Jaylton Lopes Jr., advogado especialista em direito patrimonial de família e inventários, afirma que, mesmo que o filho tenha encerrado oficialmente a sua residência fiscal no Brasil, via comunicação de saída definitiva do país, a Receita ainda o considera residente fiscal brasileiro. Portanto, os valores devem ser lançados em declaração de Imposto de Renda.
Ele afirma que, em tese, é possível declarar à Receita que a transferência é um empréstimo ou um pagamento de dívida, mas não havendo contrato de empréstimo ou negócio jurídico prévio que comprove o pagamento da dívida, a Fazenda pública estadual poderá entender que houve fraude.
"Se ficar configurada a fraude, o fisco poderá desconsiderar o contrato de empréstimo, requalificar a operação como doação, exigir o ITCMD com multa e juros e, eventualmente, até mesmo representar ao Ministério Público por eventual crime contra a ordem tributária, se houver dolo", diz o advogado.
Henrique Rodrigues e Silva, sócio do Coletta Rodrigues Advogados, afirma que, se a transferência de valores que Bolsonaro fez ao filho for classificada como doação, há obrigação de pagar o ITCMD ao estado de residência do doador, mesmo que o recebedor esteja domiciliado no exterior.
"Em sendo empréstimo, não incide o ITCMD, mas a natureza jurídica de empréstimo tem que se confirmar com a futura devolução dos valores por Eduardo ao pai. Caso as autoridades identifiquem que uma transação que foi declarada como empréstimo era, na verdade, doação, tende a haver autuação fiscal", afirma.
Christiane Valese, sócia da área tributária do Donelli, Nicolai e Zenid Advogados, afirma que o caso envolvendo o ex-presidente levanta discussões não apenas sobre o enquadramento jurídico da operação, mas também sobre a transparência na origem dos recursos e a sua destinação.

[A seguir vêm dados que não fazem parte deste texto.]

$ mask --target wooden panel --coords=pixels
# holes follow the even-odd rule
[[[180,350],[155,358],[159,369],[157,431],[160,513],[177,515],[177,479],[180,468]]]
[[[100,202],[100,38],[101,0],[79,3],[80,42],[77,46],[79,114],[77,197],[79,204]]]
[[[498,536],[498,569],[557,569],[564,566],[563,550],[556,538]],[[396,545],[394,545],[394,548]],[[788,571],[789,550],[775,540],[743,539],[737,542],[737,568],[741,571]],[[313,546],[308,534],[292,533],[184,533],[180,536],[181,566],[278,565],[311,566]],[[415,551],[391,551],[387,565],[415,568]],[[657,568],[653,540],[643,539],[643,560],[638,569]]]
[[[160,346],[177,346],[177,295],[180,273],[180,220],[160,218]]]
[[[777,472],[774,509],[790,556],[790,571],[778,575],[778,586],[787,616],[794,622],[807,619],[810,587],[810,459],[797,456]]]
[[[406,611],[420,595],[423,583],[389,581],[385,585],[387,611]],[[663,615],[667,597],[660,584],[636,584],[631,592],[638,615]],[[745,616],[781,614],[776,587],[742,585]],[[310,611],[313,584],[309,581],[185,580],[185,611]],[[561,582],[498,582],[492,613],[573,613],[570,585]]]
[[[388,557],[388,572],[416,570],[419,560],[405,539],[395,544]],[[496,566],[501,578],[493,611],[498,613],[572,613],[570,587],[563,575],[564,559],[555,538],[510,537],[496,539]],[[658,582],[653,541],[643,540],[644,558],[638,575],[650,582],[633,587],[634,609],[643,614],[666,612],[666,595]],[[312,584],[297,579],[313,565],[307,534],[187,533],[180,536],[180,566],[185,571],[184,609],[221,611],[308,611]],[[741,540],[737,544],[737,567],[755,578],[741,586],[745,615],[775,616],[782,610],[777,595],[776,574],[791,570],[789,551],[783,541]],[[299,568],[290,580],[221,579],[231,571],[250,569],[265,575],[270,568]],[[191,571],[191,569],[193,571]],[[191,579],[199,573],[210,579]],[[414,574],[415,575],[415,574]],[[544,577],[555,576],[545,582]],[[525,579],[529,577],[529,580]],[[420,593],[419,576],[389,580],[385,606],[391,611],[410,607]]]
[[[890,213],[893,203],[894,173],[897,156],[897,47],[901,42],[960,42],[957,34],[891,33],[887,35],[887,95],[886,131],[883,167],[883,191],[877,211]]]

Segundo ela, o fato de parte desses valores ter origem em doações feitas por apoiadores amplia a complexidade da análise jurídica e fiscal. Ela lembra que transferências para o exterior exigem cuidados adicionais, pois valores superiores a US$ 100 mil (cerca de R$ 560 mil) exigem registro no Banco Central.

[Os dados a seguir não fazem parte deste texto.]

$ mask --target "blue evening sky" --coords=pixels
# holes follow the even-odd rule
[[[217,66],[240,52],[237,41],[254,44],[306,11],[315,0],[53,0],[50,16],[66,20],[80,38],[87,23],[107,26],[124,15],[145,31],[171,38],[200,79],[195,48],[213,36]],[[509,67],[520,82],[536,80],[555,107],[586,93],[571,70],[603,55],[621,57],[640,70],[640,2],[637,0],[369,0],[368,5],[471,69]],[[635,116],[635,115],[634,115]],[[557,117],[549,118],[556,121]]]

"Mesmo em relações familiares, o ideal é tratar transferências patrimoniais com o mesmo grau de formalismo que se esperaria em relações entre partes independentes. Isso inclui formalização documental, declaração correta no Imposto de Renda, e atenção às obrigações órias junto ao Banco Central e à Receita Federal", afirma.
"Se não houver documentação idônea que comprove que se trata de um mútuo ou de ressarcimento de despesas, há o risco de que a operação seja qualificada como doação, sujeita à tributação pelo ITCMD e, eventualmente, a outras consequências fiscais e criminais, dependendo do contexto."
Segundo um especialista, se despesas do filho como faculdade, aluguel ou plano de saúde forem pagas diretamente pelos pais, em nome próprio, pode-se argumentar que não houve transmissão patrimonial direta, e sim custeio de despesas por liberalidade.
Se os valores forem reados ao filho com essa finalidade e ele arcar com os custos, trata-se de doação indireta, especialmente se os valores forem significativos ou recorrentes, com incidência do ITCMD, caso superem o valor da isenção.
A ausência de tratados internacionais para evitar a bitributação em doações e heranças implica que o filho também pode ser obrigado a declarar ou até a pagar tributo no país de destino, segundo esse especialista.
Nos Estados Unidos, doações recebidas de pessoas físicas estrangeiras são isentas, mas devem ser informadas via Form 3520 caso superem US$ 100 mil (R$ 560 mil) no ano-calendário. A omissão pode gerar multas de até 25% do valor recebido, ainda que não haja tributação.
Ele afirma que, quando o doador e o filho possuem conta no exterior, os estados não têm competência para cobrar o ITCMD no Brasil, segundo entendimento do STF (Supremo Tribunal Federal).